The GOP on climate change: delusional, conspiratorial, cowardly
Scientists have long maintained that climate change is real, a major threat to our planet and a man-made problem. But ask any of the leading GOP candidates and they’ll tell you something quite different.
No longer the party of “Reagan the environmentalist” or Nixon the creator of the Environmental Protection Agency, today’s GOP embodies delusional, conspiratorial and cowardly positions on climate change, one of the most pressing issues of our time.
Take Marco Rubio, who doesn’t believe “human activity is causing these dramatic changes to our climate in the way these scientists are portraying it.” Or Rand Paul, who insists that climate change research is “not conclusive.” Fine, except countless studies have shown that evidence of climate change is conclusive, and is most definitely man-made.
Yet candidates like Jeb Bush continue to complain about “this idea that somehow science has decided all this so you can’t have a view.”
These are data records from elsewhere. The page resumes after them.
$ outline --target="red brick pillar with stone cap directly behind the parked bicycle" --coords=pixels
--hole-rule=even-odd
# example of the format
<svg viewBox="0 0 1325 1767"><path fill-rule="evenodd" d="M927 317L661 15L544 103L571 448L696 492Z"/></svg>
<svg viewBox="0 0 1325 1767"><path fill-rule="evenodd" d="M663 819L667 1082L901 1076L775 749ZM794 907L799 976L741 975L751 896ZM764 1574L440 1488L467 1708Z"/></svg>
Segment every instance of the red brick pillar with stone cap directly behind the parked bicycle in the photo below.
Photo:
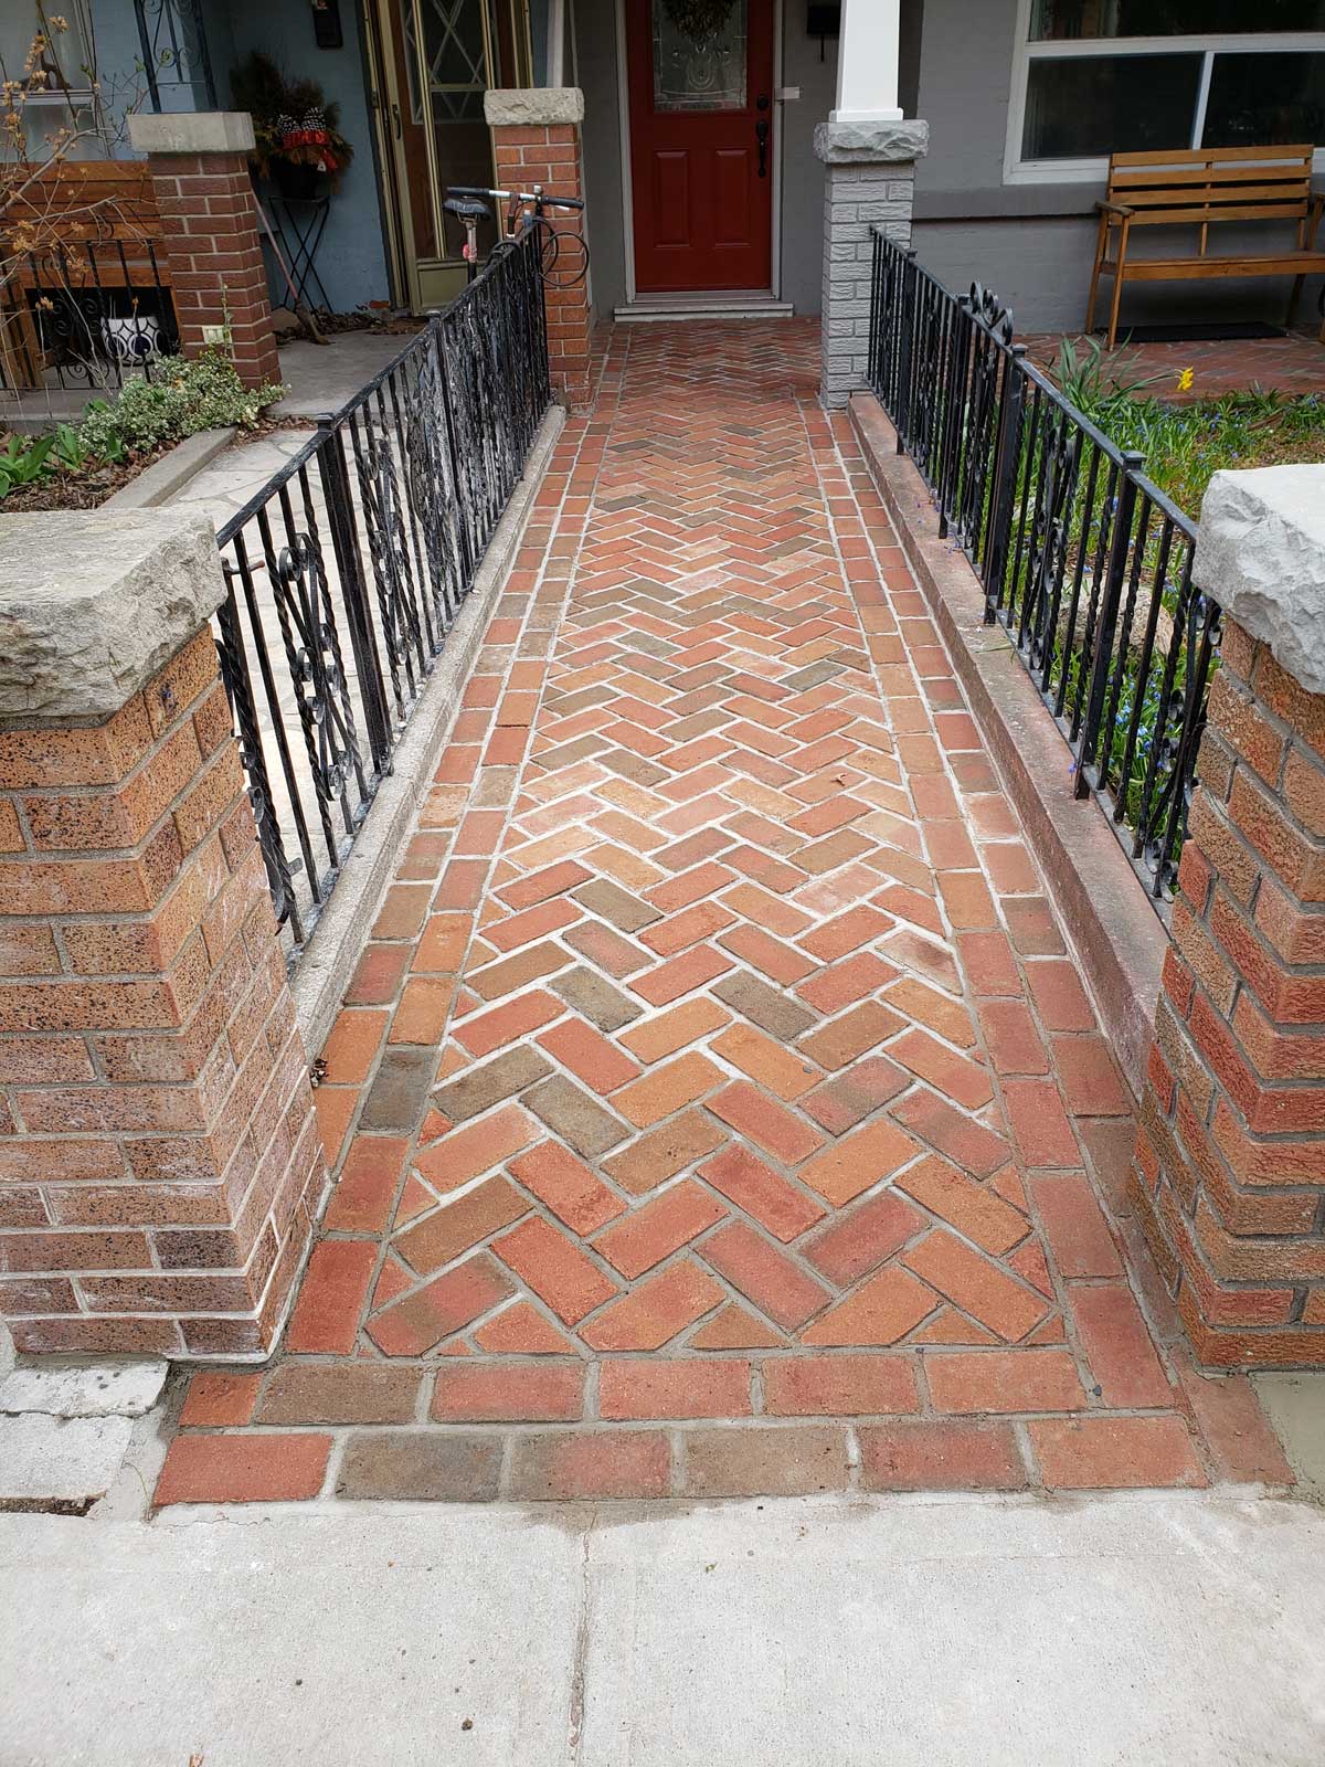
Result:
<svg viewBox="0 0 1325 1767"><path fill-rule="evenodd" d="M498 186L530 191L542 184L556 196L583 198L579 124L585 94L578 87L495 88L484 92L482 110L493 131ZM548 219L560 233L583 231L588 239L583 214L553 210ZM544 290L553 392L571 410L583 410L588 405L588 276L571 288L556 288L555 279L556 272Z"/></svg>

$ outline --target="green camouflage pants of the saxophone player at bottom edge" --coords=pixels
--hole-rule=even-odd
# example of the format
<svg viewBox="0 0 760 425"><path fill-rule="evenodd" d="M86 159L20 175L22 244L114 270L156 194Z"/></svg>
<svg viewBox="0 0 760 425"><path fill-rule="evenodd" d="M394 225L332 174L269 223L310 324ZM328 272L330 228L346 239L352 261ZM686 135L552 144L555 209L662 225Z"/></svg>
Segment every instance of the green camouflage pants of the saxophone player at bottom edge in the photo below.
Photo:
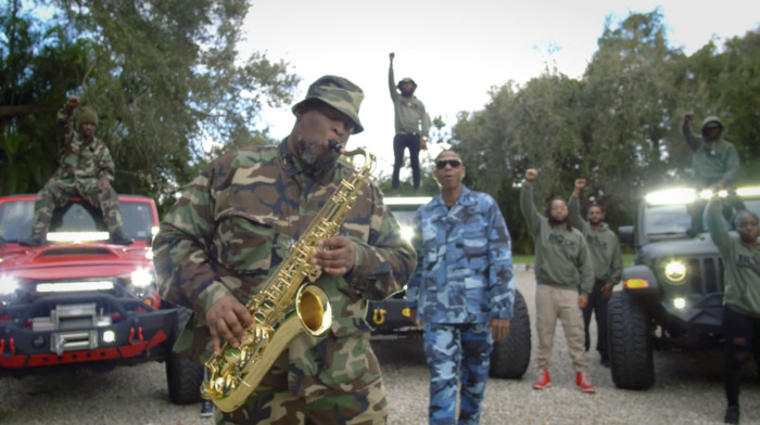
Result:
<svg viewBox="0 0 760 425"><path fill-rule="evenodd" d="M217 409L214 416L217 425L384 425L387 420L388 401L379 377L365 392L333 389L306 397L261 385L243 407L230 413Z"/></svg>

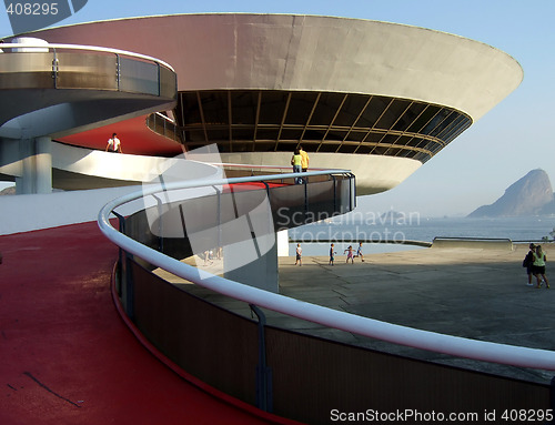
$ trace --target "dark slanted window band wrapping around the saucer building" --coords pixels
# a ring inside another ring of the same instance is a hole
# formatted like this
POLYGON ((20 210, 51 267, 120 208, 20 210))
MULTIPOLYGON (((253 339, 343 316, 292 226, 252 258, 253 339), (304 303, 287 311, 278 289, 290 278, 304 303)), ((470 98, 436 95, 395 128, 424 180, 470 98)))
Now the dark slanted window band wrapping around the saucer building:
POLYGON ((179 93, 175 118, 189 149, 337 152, 430 160, 472 120, 454 109, 384 95, 211 90, 179 93))

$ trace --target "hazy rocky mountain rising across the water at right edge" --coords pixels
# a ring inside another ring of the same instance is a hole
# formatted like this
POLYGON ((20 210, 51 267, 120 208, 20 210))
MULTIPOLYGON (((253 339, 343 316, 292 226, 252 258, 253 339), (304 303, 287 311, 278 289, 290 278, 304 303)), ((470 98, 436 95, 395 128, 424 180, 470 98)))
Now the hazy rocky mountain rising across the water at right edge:
POLYGON ((505 190, 491 205, 482 205, 470 217, 502 217, 555 214, 555 196, 544 170, 532 170, 505 190))

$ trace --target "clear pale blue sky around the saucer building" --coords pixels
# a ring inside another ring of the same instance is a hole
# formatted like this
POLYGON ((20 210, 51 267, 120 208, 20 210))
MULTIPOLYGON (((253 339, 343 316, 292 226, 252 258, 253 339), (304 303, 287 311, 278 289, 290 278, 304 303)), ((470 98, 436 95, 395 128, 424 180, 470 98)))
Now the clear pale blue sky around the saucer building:
MULTIPOLYGON (((397 188, 362 196, 363 210, 458 216, 495 202, 534 169, 545 170, 555 184, 553 0, 88 0, 58 26, 203 12, 322 14, 404 23, 484 42, 519 62, 524 80, 512 94, 397 188)), ((11 34, 8 16, 0 11, 0 38, 11 34)))

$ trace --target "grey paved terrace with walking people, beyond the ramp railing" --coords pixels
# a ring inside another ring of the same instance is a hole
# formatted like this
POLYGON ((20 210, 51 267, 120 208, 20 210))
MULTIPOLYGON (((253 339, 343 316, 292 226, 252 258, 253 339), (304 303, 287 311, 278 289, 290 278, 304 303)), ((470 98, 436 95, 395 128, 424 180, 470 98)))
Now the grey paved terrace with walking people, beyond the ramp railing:
MULTIPOLYGON (((547 259, 553 259, 555 246, 544 247, 547 259)), ((354 264, 345 264, 345 256, 337 255, 334 266, 327 265, 327 256, 305 256, 302 266, 294 265, 294 257, 281 257, 280 291, 283 295, 400 325, 555 350, 555 275, 551 290, 526 286, 526 271, 522 267, 526 252, 526 244, 514 244, 513 250, 415 249, 366 255, 364 263, 355 259, 354 264)), ((245 303, 190 284, 183 287, 251 315, 245 303)), ((266 314, 271 325, 416 358, 543 383, 555 375, 548 371, 453 358, 323 328, 270 311, 266 314)))

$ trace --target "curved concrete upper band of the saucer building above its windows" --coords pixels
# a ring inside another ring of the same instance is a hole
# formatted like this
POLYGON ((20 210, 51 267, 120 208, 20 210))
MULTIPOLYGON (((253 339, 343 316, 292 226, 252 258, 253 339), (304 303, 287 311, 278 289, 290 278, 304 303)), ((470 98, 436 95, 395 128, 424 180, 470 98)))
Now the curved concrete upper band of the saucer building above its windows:
POLYGON ((265 89, 383 94, 475 121, 521 83, 521 65, 481 42, 380 21, 287 14, 175 14, 38 31, 171 63, 179 90, 265 89))

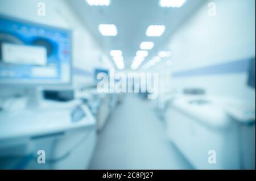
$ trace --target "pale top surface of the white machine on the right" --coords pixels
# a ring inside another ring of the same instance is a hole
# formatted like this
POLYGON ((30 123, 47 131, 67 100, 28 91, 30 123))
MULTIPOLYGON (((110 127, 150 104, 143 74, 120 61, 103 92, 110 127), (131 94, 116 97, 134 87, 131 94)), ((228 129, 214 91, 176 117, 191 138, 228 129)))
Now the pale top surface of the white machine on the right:
MULTIPOLYGON (((233 120, 243 123, 251 120, 255 121, 255 114, 254 117, 239 117, 233 114, 235 112, 241 115, 241 108, 234 109, 234 105, 244 107, 243 104, 246 103, 239 100, 218 98, 214 96, 180 96, 171 103, 170 107, 174 107, 189 116, 193 116, 195 119, 200 120, 201 123, 207 124, 212 128, 226 128, 230 121, 233 120), (206 101, 208 103, 197 104, 197 100, 206 101), (232 109, 233 112, 229 111, 230 109, 232 109), (233 117, 233 119, 231 119, 230 116, 233 117)), ((255 112, 255 106, 254 108, 253 106, 249 107, 252 107, 255 112)))

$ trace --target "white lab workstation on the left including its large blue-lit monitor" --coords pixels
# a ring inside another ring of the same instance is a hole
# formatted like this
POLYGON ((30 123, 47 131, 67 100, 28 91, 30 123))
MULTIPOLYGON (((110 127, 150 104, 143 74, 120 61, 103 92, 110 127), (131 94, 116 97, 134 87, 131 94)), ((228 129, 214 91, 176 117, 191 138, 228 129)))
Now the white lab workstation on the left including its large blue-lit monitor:
POLYGON ((0 16, 1 169, 88 168, 96 146, 92 113, 80 100, 42 98, 45 87, 71 86, 71 36, 63 28, 0 16))

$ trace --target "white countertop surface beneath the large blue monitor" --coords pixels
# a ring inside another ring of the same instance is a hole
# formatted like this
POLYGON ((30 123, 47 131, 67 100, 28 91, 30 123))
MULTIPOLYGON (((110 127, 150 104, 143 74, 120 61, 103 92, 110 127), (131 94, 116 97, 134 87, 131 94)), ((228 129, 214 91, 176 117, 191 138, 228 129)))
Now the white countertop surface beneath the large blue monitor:
POLYGON ((86 116, 80 121, 71 121, 71 112, 77 103, 44 102, 42 108, 37 110, 0 112, 0 141, 92 127, 96 121, 84 105, 82 109, 86 116))

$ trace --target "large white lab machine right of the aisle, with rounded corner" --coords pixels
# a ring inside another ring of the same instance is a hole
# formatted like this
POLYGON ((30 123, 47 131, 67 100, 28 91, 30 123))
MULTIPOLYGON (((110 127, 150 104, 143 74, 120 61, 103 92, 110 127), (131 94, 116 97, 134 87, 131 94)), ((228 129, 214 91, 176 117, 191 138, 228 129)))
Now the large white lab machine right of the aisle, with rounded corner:
POLYGON ((255 105, 251 105, 254 116, 252 112, 241 124, 226 111, 229 104, 209 96, 180 96, 169 103, 168 137, 195 169, 255 168, 255 105), (250 142, 246 149, 245 141, 250 142), (209 161, 212 154, 214 162, 209 161))

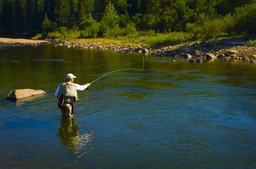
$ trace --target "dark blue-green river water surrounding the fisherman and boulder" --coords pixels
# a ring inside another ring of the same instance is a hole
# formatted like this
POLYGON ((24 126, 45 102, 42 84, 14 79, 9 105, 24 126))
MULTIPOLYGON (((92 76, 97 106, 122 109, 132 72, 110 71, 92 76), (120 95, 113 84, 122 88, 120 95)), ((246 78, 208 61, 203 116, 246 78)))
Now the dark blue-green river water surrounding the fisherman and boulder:
POLYGON ((0 168, 256 168, 256 64, 149 54, 143 71, 79 91, 61 120, 54 93, 67 73, 84 85, 142 69, 142 55, 0 46, 0 168), (26 88, 47 94, 6 101, 26 88))

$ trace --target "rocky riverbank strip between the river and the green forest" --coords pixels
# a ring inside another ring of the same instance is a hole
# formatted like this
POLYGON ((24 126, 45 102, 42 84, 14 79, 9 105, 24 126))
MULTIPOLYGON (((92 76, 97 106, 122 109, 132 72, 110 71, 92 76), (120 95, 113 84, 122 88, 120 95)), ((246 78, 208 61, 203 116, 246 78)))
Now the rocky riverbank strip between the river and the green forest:
MULTIPOLYGON (((56 42, 52 39, 10 39, 0 38, 2 43, 42 43, 56 42)), ((199 59, 214 59, 216 57, 223 60, 229 59, 246 59, 254 62, 256 58, 256 47, 247 46, 246 41, 241 39, 220 38, 207 42, 186 42, 178 45, 162 45, 156 47, 147 47, 135 43, 124 43, 116 39, 75 39, 58 41, 55 46, 66 46, 67 48, 88 48, 99 50, 112 50, 116 52, 145 52, 157 56, 187 57, 199 59)), ((192 59, 191 62, 196 62, 192 59)))

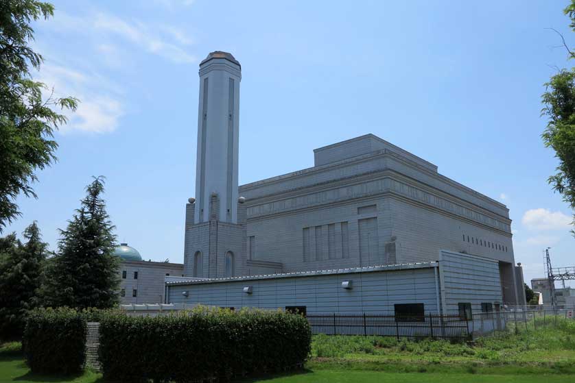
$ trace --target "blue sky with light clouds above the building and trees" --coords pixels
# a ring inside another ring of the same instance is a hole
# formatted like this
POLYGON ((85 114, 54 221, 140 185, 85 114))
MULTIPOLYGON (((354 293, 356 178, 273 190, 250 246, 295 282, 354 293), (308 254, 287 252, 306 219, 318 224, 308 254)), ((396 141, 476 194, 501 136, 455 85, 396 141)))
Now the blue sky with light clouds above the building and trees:
POLYGON ((34 77, 82 102, 58 162, 5 232, 38 221, 55 249, 93 175, 117 239, 183 262, 196 169, 198 64, 242 63, 239 183, 313 166, 313 149, 373 133, 510 209, 525 280, 575 264, 570 208, 547 177, 544 83, 575 46, 562 1, 54 1, 34 23, 34 77))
The problem is that this not a matter of opinion. These are facts. We can disagree on cultural and social issues. We can even debate the economic impact that fighting global climate change may have, the sacrifices doing so will likely involve. These are reasonable debates, but whether climate change is real and whether it’s a threat is no longer a matter of debate. “These scientists” are not giving us opinions. They are alerting us that something must be done now, telling us what we must know in order to ensure our survival.
But while Rubio and Paul remain unconvinced by a mass of evidence and poor picked-on Bush complains that the scientists are not allowing him his own facts, the climate change denials get even more frightening when we listen to the leading candidates.
Ben Carson has rejected the notion that scientists know what’s happening to our climate: “We may be warming,” he has said, or “we may be cooling.”
Donald Trump, for his part, has been even clearer on where he stands: “I’m not a believer in global warming, I’m not a believer in manmade global warming,” he has said. In one tweet, he went full conspiracy theorist: “The concept of global warming,” he tweeted, “was made by and for the Chinese in order to make U.S. manufacturing non-competitive.”
Yes, despite near-unanimous consensus on the part of the scientific community that climate change poses an enormous risk to our species and “an urgent and growing threat” to our national security, leading Republicans continue to deny the undeniable. In the face of overwhelming, clear evidence to the contrary, these candidates’ positions on the issue are not only demonstrably wrong; they are dangerous.
Voters should remember that what we do (or not do) today will have tremendous repercussion for future generations and determine the kind of world and the kind of life we leave to our children and grandchildren. We can be selfish and ignore the problem, or we can be a courageous nation and do something about it before it is too late.
Eladio Bobadilla, from Durham, N.C., is a third-year Ph.D. student in the department of history at Duke.